Reguła wydatkowa służy do wyliczania maksymalnego limitu wydatków najważniejszych instytucji państwa – powyżej tak ustalonej kwoty nakłady nie mogą rosnąć.
Jak tłumaczono, nowelizacja przepisów dostosowuje stabilizującą regułę wydatkową do obecnej sytuacji makroekonomicznej związanej m.in. z wysoką inflacją. Przy obliczaniu kwoty wydatków w oparciu o SRW wskaźnik celu inflacyjnego określanego przez RPP, zostanie zastąpiony średniorocznym wskaźnikiem inflacji.

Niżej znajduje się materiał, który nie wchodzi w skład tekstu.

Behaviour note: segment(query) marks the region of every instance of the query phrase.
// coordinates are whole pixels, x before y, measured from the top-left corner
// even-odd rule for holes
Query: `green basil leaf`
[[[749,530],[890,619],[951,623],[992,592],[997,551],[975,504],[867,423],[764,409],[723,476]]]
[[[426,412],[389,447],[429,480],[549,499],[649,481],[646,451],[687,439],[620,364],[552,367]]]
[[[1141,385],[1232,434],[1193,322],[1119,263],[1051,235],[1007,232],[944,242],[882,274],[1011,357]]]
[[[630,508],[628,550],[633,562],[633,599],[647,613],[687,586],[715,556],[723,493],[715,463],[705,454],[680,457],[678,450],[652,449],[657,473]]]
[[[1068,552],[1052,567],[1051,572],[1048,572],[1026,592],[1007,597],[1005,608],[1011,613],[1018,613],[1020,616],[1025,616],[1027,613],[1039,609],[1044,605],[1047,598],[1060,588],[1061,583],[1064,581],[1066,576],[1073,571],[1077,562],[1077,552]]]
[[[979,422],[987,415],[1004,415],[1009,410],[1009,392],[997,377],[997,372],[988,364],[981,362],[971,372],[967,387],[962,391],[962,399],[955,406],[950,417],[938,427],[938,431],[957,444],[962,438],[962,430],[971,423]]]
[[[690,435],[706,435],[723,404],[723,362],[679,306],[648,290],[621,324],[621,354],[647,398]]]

W uzasadnieniu podkreślono, że Komisja Europejska uznała za potrzebne utrzymanie ogólnej klauzuli wyjścia do końca 2023 r. Inwazja Rosji na Ukrainę, bezprecedensowe wzrosty cen energii oraz dalsze zakłócenia w łańcuchach dostaw sprawiły bowiem, że unijne gospodarki nie wróciły do stanu normalności. Decydując o przedłużeniu klauzuli, KE miała też na względzie potrzebę zapewnienia elastycznej polityki budżetowej zdolnej do reakcji w obliczu gospodarczych skutków rosyjskiej agresji na Ukrainę, takich jak utrudnienia w dostawach energii. Równocześnie KE zaleca, aby tempo wzrostu wydatków bieżących w 2023 r. było zgodne z neutralnym nastawieniem polityki budżetowej, a więc nie przekładało się ani na konsolidację, ani na ekspansję fiskalną.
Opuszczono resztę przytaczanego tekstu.